Global State and Scaling

Posted by Elias Levy on
URL: http://deprecated-apache-flink-user-mailing-list-archive.369.s1.nabble.com/Global-State-and-Scaling-tp15051.html

I am implementing a control stream.  The stream communicates a global configuration value for the whole job.  It uses DataStream.broadcast() to communicate this to all parallel operator instances.  I would like to save this value in state so that it can be recovered when the job restarts/recovers.  The control stream is not keyed, so the only option is Operator state.

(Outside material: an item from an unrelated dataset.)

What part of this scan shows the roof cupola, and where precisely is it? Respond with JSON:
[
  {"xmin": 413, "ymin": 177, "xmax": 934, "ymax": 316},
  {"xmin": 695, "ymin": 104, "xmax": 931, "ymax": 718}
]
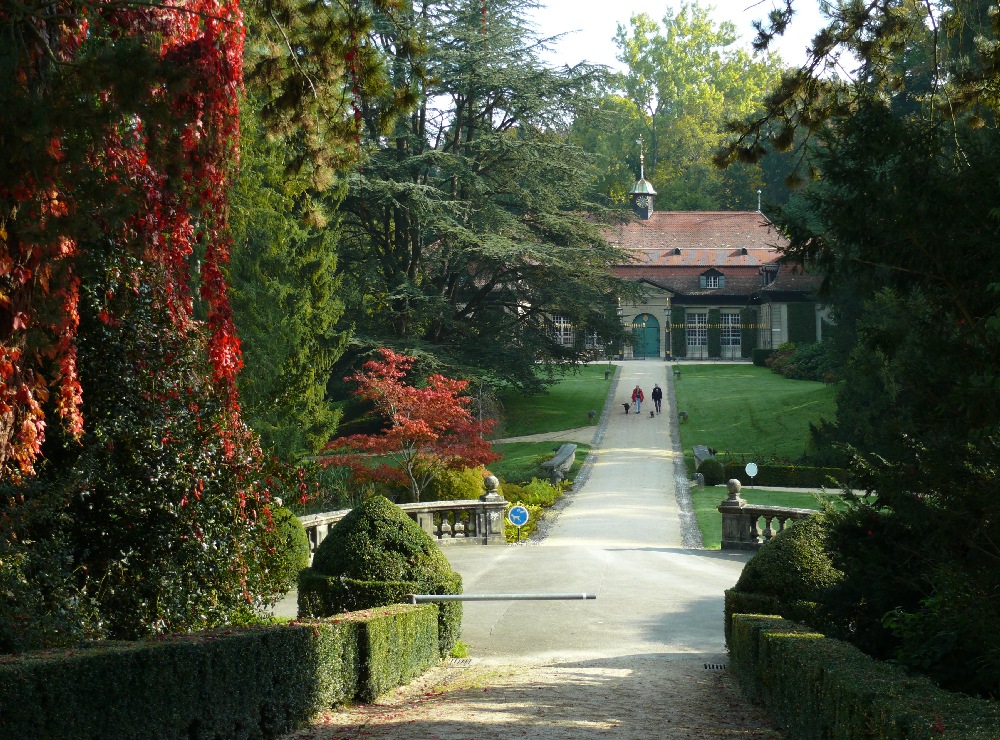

I could implement this using the ListCheckpointed interface, returning Collections.singletonList(configValue) from snapshotState.  It is clear what I'd need to do in restoreState in the case of scale in.  If I include a serial number in the config, and it receives multiple values on restore, it can keep the config value with the largest serial number, indicating the latest config.

Alas, it is not clear what should happen on scale out, as some operator instances will receive empty lists.

It seems the other alternative is to use CheckpointedFunction, along with union redistribution via getUnionListState, and then have each operator instance select from the union list the config with the latest serial number, of which they should be multiple copies.  But this seem like an ugly hack.


In addition, the documentation is unclear on the relationship and effect, if any, of the maximum parallelism Flink job parameter on operator state, where as it is much clearer on this regard as it related to keyed state via key groups.


How are folks handling this use case, i.e. storing and restoring global config values via Flink state?